Betsy had a saddle for Hank, and he declared she would ride on his back, an arrangement approved by the Wizard because it left only four of the party to ride on the seats of the Red Wagon--Dorothy and Button-Bright and Trot and himself.

An old sailor man who had one wooden leg came to see them off and suggested that they put a supply of food and blankets in the Red Wagon inasmuch as they were uncertain how long they would be gone. This sailor man was called Cap'n Bill. He was a former friend and comrade of Trot and had encountered many adventures in company with the little girl. I think he was sorry he could not go with her on this trip, but Glinda the Sorceress had asked Cap'n Bill to remain in the Emerald City and take charge of the royal palace while everyone else was away, and the one-legged sailor had agreed to do so.

They loaded the back end of the Red Wagon with everything they thought they might need, and then they formed a procession and marched from the palace through the Emerald City to the great gates of the wall that surrounded this beautiful capital of the Land of Oz. Crowds of citizens lined the streets to see them pass and to cheer them and wish them success, for all were grieved over Ozma's loss and anxious that she be found again. First came the Cowardly Lion, then the Patchwork Girl riding upon the Woozy, then Betsy Bobbin on her mule Hank, and finally the Sawhorse drawing the Red Wagon, in which were seated the Wizard and Dorothy and Button-Bright and Trot. No one was obliged to drive the Sawhorse, so there were no reins to his harness; one had only to tell him which way to go, fast or slow, and he understood perfectly.

It was about this time that a shaggy little black dog who had been lying asleep in Dorothy's room in the palace woke up and discovered he was lonesome. Everything seemed very still throughout the great building, and Toto--that was the little dog's name--missed the customary chatter of the three girls. He never paid much attention to what was going on around him, and although he could speak, he seldom said anything, so the little dog did not know about Ozma's loss or that everyone had gone in search of her. But he liked to be with people, and especially with his own mistress, Dorothy, and having yawned and stretched himself and found the door of the room ajar, he trotted out into the corridor and went down the stately marble stairs to the hall of the palace, where he met Jellia Jamb.
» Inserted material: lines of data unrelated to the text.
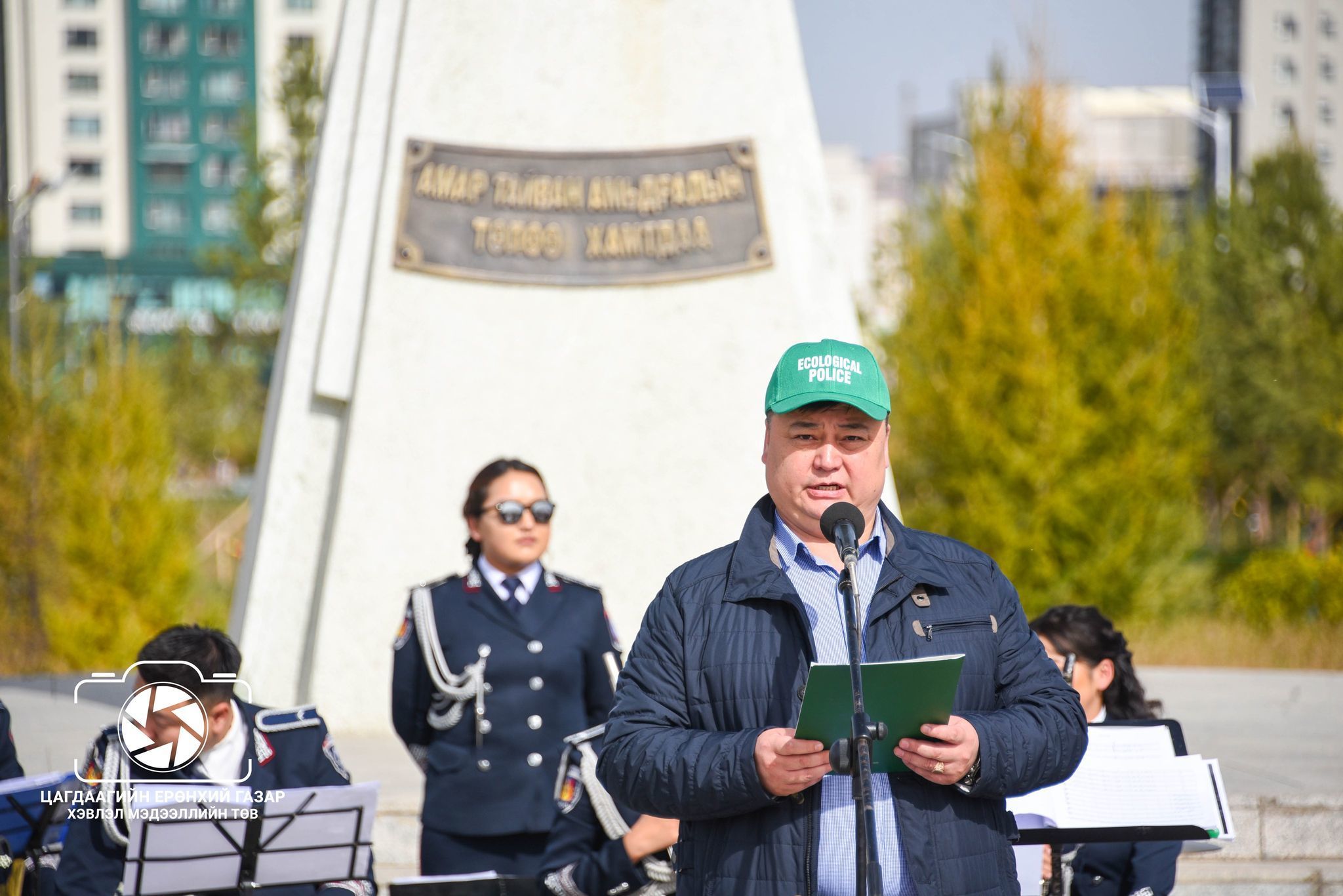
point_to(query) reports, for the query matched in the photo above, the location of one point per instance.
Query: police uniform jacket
(1126, 870)
(484, 697)
(285, 749)
(586, 853)
(10, 766)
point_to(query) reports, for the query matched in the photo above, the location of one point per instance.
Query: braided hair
(480, 488)
(1089, 636)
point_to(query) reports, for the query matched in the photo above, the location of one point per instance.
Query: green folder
(904, 693)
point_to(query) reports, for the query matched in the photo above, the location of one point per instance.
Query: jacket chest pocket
(976, 637)
(946, 629)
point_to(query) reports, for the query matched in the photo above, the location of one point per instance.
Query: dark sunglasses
(512, 511)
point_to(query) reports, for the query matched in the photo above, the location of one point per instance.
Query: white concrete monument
(579, 233)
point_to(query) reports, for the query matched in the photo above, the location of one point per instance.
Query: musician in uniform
(10, 766)
(491, 671)
(273, 749)
(597, 847)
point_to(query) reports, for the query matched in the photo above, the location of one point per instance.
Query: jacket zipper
(926, 631)
(806, 856)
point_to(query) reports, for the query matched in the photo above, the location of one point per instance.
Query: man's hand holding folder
(954, 747)
(788, 765)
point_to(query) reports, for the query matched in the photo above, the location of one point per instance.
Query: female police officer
(491, 672)
(1095, 660)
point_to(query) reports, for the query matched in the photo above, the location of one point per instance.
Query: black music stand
(1122, 834)
(310, 836)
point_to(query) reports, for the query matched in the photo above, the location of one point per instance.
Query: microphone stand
(853, 755)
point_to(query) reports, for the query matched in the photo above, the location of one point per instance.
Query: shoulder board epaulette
(434, 583)
(562, 577)
(474, 582)
(595, 731)
(271, 720)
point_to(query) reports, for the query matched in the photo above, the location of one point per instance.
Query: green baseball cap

"Where's Dorothy?" asked Toto.

."She's gone to the Winkie Country," answered the maid.

"When?"

"A little while ago," replied Jellia.

Toto turned and trotted out into the palace garden and down the long driveway until he came to the streets of the Emerald City. Here he paused to listen, and hearing sounds of cheering, he ran swiftly along until he came in sight of the Red Wagon and the Woozy and the Lion and the Mule and all the others. Being a wise little dog, he decided not to show himself to Dorothy just then, lest he be sent back home, but he never lost sight of the party of travelers, all of whom were so eager to get ahead that they never thought to look behind them. When they came to the gates in the city wall, the Guardian of the Gates came out to throw wide the golden portals and let them pass through.

"Did any strange person come in or out of the city on the night before last when Ozma was stolen?" asked Dorothy.

"No indeed, Princess," answered the Guardian of the Gates.

"Of course not," said the Wizard. "Anyone clever enough to steal all the things we have lost would not mind the barrier of a wall like this in the least. I think the thief must have flown through the air, for otherwise he could not have stolen from Ozma's royal palace and Glinda's faraway castle in the same night. Moreover, as there are no airships in Oz and no way for airships from the outside world to get into this country, I believe the thief must have flown from place to place by means of magic arts which neither Glinda nor I understand."

On they went, and before the gates closed behind them, Toto managed to dodge through them.